To prove sum of A.P is greater than G.P Consider an Arithmetic Progression(A.P) with the first term $a$, the commom difference $d$ and a Geometric Progression(G.P) with first term again as $a$ but common ratio $r$ such that $a,d,r>0$ and both these progressions have same number of terms and their last terms are also equal.
Show that the sum of all the terms of A.P is greater than the sum of all the terms of the G.P.
My Attempt:
The terms between first and last terms are the $(n-2)$ Arithmetic Means(A.M's) or the Geometric Means(G.M's). Can it be proved that each of the A.M's is greater than the corresponding G.M's.
 A: Let the A.P. and G.P. terms be:
$$a,a+d,...,a+d(n-1)\\
a,ar,...,ar^{n-1}$$
The last terms are equal
$$a+d(n-1)=ar^{n-1}$$
The condition $d>0$ implies the A.P. is an increasing progression. The equality of last terms implies the G.P. is also increasing, hence $r>1$.
Note that $n>2$, otherwise for $2,6$ ($d=4,r=3$), the sums are equal. 
Now it needs to be proved for $a,d>0,r>1,n>2$:
$$\frac{2a+d(n-1)}{2}n>\frac{a(r^n-1)}{r-1}\iff \\
\frac{(a+ar^{n-1})n}{2}>\frac{a(r^n-1)}{r-1}\iff \\
\frac{(1+r^{n-1})n}{2}>\frac{r^n-1}{r-1}$$
WA answer. 
A: the terms of an AP can be thought of, on a graph by a straight line. Similarly, the GP can be visualized an exponential graph.
Since their first and last terms are the same......which means graphically that the exponential and the straight line graph meet at two points.
So, The area of graph under exponential graph is the sum of GP and that under the straight line graph is the sum of AP (If the domain of the terms is extended over real numbers).
Since even in real numbers the Sum of GP is less than that of AP, then it cannot be greater than AP in a sequence where domain is integers.

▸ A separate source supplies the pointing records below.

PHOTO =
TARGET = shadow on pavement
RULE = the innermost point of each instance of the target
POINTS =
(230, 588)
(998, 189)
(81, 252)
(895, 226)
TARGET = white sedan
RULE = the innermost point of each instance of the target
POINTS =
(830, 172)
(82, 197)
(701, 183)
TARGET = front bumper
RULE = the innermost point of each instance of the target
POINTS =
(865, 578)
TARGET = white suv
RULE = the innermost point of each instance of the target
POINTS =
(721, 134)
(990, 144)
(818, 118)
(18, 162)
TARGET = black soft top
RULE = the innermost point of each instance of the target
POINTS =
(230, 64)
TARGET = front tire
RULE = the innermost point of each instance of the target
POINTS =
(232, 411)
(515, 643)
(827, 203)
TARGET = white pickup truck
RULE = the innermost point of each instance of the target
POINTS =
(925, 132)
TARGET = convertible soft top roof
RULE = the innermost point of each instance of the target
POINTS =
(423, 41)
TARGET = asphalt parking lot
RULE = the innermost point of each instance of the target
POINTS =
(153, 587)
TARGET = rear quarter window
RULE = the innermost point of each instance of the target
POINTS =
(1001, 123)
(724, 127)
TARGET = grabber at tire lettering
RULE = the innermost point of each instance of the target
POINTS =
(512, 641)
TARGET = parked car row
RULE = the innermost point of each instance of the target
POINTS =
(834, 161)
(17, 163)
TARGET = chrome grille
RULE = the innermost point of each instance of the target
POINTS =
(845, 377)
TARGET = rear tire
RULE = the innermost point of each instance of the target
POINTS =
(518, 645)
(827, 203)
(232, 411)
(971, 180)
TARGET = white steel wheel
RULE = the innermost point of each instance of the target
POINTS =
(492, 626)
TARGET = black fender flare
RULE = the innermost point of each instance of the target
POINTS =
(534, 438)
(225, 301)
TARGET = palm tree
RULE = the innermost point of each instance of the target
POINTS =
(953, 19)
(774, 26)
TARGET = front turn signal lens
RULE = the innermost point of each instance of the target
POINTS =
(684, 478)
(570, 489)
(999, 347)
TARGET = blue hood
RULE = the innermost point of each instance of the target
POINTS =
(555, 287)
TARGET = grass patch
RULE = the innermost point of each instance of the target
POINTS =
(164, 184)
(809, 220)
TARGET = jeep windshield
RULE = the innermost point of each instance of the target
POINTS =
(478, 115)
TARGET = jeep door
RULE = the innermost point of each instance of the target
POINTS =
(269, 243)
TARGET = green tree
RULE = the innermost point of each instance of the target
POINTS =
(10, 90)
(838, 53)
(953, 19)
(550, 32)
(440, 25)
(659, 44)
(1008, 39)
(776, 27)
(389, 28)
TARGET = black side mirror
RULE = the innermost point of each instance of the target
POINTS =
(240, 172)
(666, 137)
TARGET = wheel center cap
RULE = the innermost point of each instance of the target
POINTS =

A: Long comment, not answer: 
Let $A_n$ be the sum of the $n$ first terms of the arithmetic progression and $G_n$ be the sum of the first $n$ terms of the geometric progression satisfying the conditions mentioned in the post. I generated some experimental data for different initial conditions $a,d$ and $n \le 10^{12}$. The experimental data shows that regardless of the choice of $a$, $d$ and hence $r$, we have an elegant asymptotic relationship
$$
\frac{A_n}{G_n} \sim \frac{\log n}{2}
$$